Who has to worry about work when you make far more from the increasing valuation of your house? And if you haven't got a house you have little likelihood of doing so, so have nothing to look forward to, so why worry?


There is a far closer reef we should be worried about ...

"HSBC is the world’s sixth largest bank, holding assets of $2.67 trillion. So when they produce a research report for their clients, it would be wise to pay attention, and see what we can learn.
Among the report’s most shocking findings is that “81% of the world’s total liquids production is already in decline.”…


Who says - Government finances are currently in a very strong position

Who Says? - oh that's right - the government says

How can anyone be comfortable with data issuing out of Government?

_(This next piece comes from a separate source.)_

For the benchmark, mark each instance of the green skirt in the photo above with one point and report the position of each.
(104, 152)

They can't even tell how many new-build-houses are "completed" in any year - like its only 30,000 odd - wouldn't keep 1 clerk busy full time counting them - but they don't - they cant - but they can trumpet how many consents are issued - many of which never see the light of day - witness large developments being cancelled

If they can't get the little things right how can you trust them to get the big things right

They can't even agree on what the housing shortage is
They only provide wild estimates ranging from 10000 to 60000

Anyone who believes government finances are in real-good shape after years of underfunding of infrastructure and years of underfunding of operational departments is on another planet


The ageing population wasn't a problem when all the infrastructure was built and paid for like 15 years ago.
The young generation had all that infrastructure as their inheritance, plus if the population wasn't growing housing would get cheaper. That would have been a great recipe for our young people.
Instead with high immigration the reality is wages are kept low, the price of houses and land goes up, and the country now has a huge deficit of needed infrastructure to be built and paid for.
Greed of the ageing population favors the population growth scenario as it makes their assets more valuable and they have wealth.
Locking the economy into a cycle of always needing population growth is doomed to failure as all resources are finite.
We have robbed our kids and grand children of their birthright to work hard and be prosperous. Instead they inherit work hard to survive.